Nicht alle Powerbänke sind Schrott. Das wollte ich mal erwähnen.
Ja die älteren iPhones haben sehr kleine Akkus. Aber auch da gilt das
mit dem Volumen: der 2200 mAh Akku hat schätzungsweise das gleiche
Volumen des ganzen iPhones und kann es nicht ein einziges mal voll
laden. Obwohl du in dem Fall nicht über den Tisch gezogen wurdest und
das bekommen hast was drauf steht. Wie gesagt: ist Glückssache. Mehr
Geld zu bezahlen ist aber nicht immer die Garantie dafür auch brauchbare
Qualität zu bekommen. :-) Wenn man nur immer die Gedanken des Verkäufers
lesen könnte... Andersrum ist es allerdings dass deutlich zu wenig
zahlen eine Garantie ist Schrott zu bekommen.
In Deutschland bei einem Händler zu kaufen ist zumindest eine gute Idee.
Danke erstmal für die zahlreichen Rückmeldungen!
Es klingt ja so als gäbe es durchaus brauchbare Akkupacks und da ich
keine Hohe Kapazität brauche stören mich falsche Herstellerangaben nicht
allzu sehr.
Zu dem letzten Post noch: Ich würde liebend gern einen Sensor mit
niedrigerer Betriebsspannung und/oder digitalem Interface nutzen, aber
solche gibt es bei Reichelt leider nicht.
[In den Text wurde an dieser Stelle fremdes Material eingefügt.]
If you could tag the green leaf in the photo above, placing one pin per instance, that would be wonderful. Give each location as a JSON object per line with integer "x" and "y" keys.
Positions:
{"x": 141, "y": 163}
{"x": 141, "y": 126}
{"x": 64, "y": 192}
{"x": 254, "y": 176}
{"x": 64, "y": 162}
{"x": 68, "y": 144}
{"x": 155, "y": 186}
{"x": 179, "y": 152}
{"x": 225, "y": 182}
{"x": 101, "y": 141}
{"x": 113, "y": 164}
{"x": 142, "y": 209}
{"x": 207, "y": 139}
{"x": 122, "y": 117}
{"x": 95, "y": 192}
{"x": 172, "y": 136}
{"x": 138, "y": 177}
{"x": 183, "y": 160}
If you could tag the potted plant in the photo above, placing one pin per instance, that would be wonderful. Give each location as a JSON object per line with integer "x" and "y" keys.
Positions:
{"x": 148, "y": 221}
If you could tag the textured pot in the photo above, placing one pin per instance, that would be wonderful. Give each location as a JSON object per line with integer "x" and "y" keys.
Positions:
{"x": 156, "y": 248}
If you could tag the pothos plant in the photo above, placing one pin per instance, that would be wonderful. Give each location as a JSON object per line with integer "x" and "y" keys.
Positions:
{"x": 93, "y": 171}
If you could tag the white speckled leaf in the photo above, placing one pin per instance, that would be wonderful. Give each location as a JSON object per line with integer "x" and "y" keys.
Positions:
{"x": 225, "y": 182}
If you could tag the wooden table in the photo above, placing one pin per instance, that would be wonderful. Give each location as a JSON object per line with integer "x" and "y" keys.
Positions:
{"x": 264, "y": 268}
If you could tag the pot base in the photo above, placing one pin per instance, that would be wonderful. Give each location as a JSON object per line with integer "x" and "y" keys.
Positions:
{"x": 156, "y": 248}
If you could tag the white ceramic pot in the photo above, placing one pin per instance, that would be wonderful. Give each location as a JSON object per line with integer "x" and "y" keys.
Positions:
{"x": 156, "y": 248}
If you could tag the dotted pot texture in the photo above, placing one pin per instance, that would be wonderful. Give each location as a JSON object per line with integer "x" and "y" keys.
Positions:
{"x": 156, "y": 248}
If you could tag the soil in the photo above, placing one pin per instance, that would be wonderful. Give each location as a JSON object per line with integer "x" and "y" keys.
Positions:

Das einzige was ich noch
gefunden hab war ein "OMRON 2SMPB-01-01" bei tme.eu und Mouser, ein
eigentlich sehr sehr schöner Sensor (digitales Interface, hohe
Auflösung, kleiner Formfaktor, super Preis), aber ich würde mir nicht
zutrauen den zu löten...
Achso und unter 3V Betriebsspannung kann ich auch nicht gehen, da ich
ein numerisches LCD Display verwenden möchte, welches min. 3V braucht,
also kann ich nicht direkt einen Spannungsregler + LiPo-Zelle verwenden
(wenn ich den LiPo voll entleeren möchte).